他の金属、銀・亜鉛・アルミニウム・スズ・マンガン・インジウム・イリジウムなども検査できますのでご希望の方は医師までお問い合わせください。
薬剤アレルギー
薬剤アレルギーは、薬やサプリメントに含まれる成分に対して免疫系が過剰に反応し、皮膚や内臓などにさまざまな症状を引き起こすアレルギー性疾患です。薬の成分そのもの、あるいは代謝物がアレルゲンとなり、再度の接種で症状が出現します。医療用医薬品だけでなく、市販薬や健康補助食品(サプリメント)が原因となることもあります。
症状
薬剤アレルギーの症状は多岐にわたり、発疹、じんましん、かゆみ、発熱、顔や喉の腫れなどの皮膚症状が最も一般的です。重症の場合には、呼吸困難や血圧低下を伴うアナフィラキシーや、全身の皮膚がただれるような中毒性表皮壊死症(TEN)、薬剤性過敏症症候群(DIHS)などの重篤な副作用を引き起こすことがあります。多くは薬の使用開始後数日以内に発症しますが、遅れて出現することもあるため、服用歴の確認が極めて重要です。
原因
原因となる薬剤は抗生物質、解熱鎮痛薬、抗けいれん薬、降圧薬、造影剤など多岐にわたります。また、サプリメントや健康食品に含まれるハーブ、保存料、添加物などでもアレルギーを引き起こすことがあります。アレルギー反応は、薬剤の初回投与時ではなく、過去に感作されていた場合に再投与で発症することが多くあります。体質的な要因や家族歴、複数の薬剤併用もリスクを高める要因です。
治療法
治療の基本は、原因となる薬剤の中止です。症状が軽度であれば、抗ヒスタミン薬やステロイド外用薬で対処可能ですが、全身症状や重症例では入院管理やステロイド内服・点滴が必要になります。原因薬剤の特定には、当クリニックではDLST(薬剤リンパ球刺激試験)を行っています。

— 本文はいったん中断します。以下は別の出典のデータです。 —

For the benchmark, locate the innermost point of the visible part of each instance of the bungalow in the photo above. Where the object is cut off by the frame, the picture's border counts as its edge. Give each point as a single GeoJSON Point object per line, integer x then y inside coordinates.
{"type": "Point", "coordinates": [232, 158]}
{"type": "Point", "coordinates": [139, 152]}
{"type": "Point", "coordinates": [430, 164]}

DLSTは血液検査であり、疑われる薬剤に対するリンパ球の反応を調べることで、アレルゲンの推定に役立ちます。原因として考えられる薬剤・サプリメントを必ず持参してください。今後の安全な薬剤選択や、医療機関への情報提供にも重要な検査です。
口腔アレルギー症候群
口腔アレルギー症候群は、特定の果物や野菜を食べた際に、口の中や喉にアレルギー反応が出る疾患です。主に花粉症のある人に見られ、花粉と構造が似たたんぱく質を含む食物を摂取することで症状が起こります。この現象は「交差反応」と呼ばれ、スギ花粉症の人がトマトで反応したり、シラカバ花粉症の人がリンゴで症状を起こす例が知られています。多くは軽症で自然におさまることが多いですが、稀に全身反応に進行することもあるため注意が必要です。
症状
食べた直後に、口唇・口腔内・咽頭にかゆみ、違和感、腫れ、ピリピリ感などが出現します。場合によってはくしゃみ、鼻水、目のかゆみ、咳が伴うこともあります。症状は数分〜30分以内に出現し、多くは軽度かつ一過性ですが、まれにじんましんや呼吸困難、アナフィラキシーに進展することもあります。原因となる食物は加熱や加工で症状を引き起こさなくなることもあり、生の状態での摂取が主な誘因となります。特に花粉症の流行時期に症状が強く出る傾向があります。
原因
口腔アレルギー症候群は花粉アレルギーによる感作が先に起こり、その後に構造の似たたんぱく質を含む果物・野菜を摂取することで症状が引き起こされます。例えば、シラカバ花粉に感作された人がリンゴやモモを食べたときに症状を起こしたり、スギ・ヒノキ花粉症の人がトマトで反応したりします。原因となるアレルゲンは感作の原因(花粉)と発症の原因(食物)で異なる点が特徴です。
治療法
治療の基本は、原因食物の摂取回避です。症状が軽度の場合は経過観察で十分ですが、かゆみや腫れが強い場合は抗ヒスタミン薬の内服が有効です。まれに重症化する例もあるため、既往がある場合はアドレナリン自己注射薬(エピペン)を携帯することもあります。原因の推定には詳細な問診と血液検査を行います。また、花粉症の治療(舌下免疫療法など)がOASの改善につながることもあります。